Doubly Special Relativity in Position Space Starting from the Conformal Group

TL;DR

This paper develops a position-space formulation of doubly special relativity based on conformal group deformations, introducing a new invariant scale and analyzing particle motion with modified Lorentz transformations and energy-momentum relations.

Contribution

It presents a novel position-space DSR model using conformal transformations that preserves maximum signal velocity and introduces a new invariant scale, with detailed analysis of particle dynamics.

Findings

Maximum signal velocity is observer-independent in the model.

The conserved energy-momentum differs from the canonical momentum.

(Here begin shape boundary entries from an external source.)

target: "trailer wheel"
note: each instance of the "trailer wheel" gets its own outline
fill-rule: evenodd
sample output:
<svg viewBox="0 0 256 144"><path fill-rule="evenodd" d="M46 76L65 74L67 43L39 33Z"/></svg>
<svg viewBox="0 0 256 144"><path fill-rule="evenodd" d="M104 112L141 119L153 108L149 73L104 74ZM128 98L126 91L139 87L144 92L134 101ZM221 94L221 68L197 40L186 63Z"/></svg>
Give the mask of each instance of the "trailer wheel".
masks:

Standard Lorentz transformations apply in the space of conserved momentum.

Abstract

We propose version of doubly special relativity theory starting from position space. The version is based on deformation of ordinary Lorentz transformations due to the special conformal transformation. There is unique deformation which does not modify rotations. In contrast to the Fock-Lorentz realization (as well as to recent position-space proposals), maximum signal velocity is position (and observer) independent scale in our formulation by construction. The formulation admits one more invariant scale identified with radius of three-dimensional space-like hypersection of space-time. We present and discuss the Lagrangian action for geodesic motion of a particle on the DSR space. For the present formulation, one needs to distinguish the canonical (conjugated to $x^\mu$) momentum $p^\mu$ from the conserved energy-momentum. Deformed Lorentz transformations for $x^\mu$ induce complicated transformation law in space of canonical momentum. $p^\mu$ is not a conserved quantity and obeys to deformed dispersion relation. The conserved energy-momentum $P^\mu$ turns out to be different from the canonical one, in particular, $P^\mu$-space is equipped with nontrivial commutator. The nonlinear transformations for $x^\mu$ induce the standard Lorentz transformations in space of $P^\mu$. It means, in particular, that composite rule for $P^\mu$ is ordinary sum. There is no problem of total momentum in the theory. $P^\mu$ obeys the standard energy-momentum relation (while has nonstandard dependence on velocity).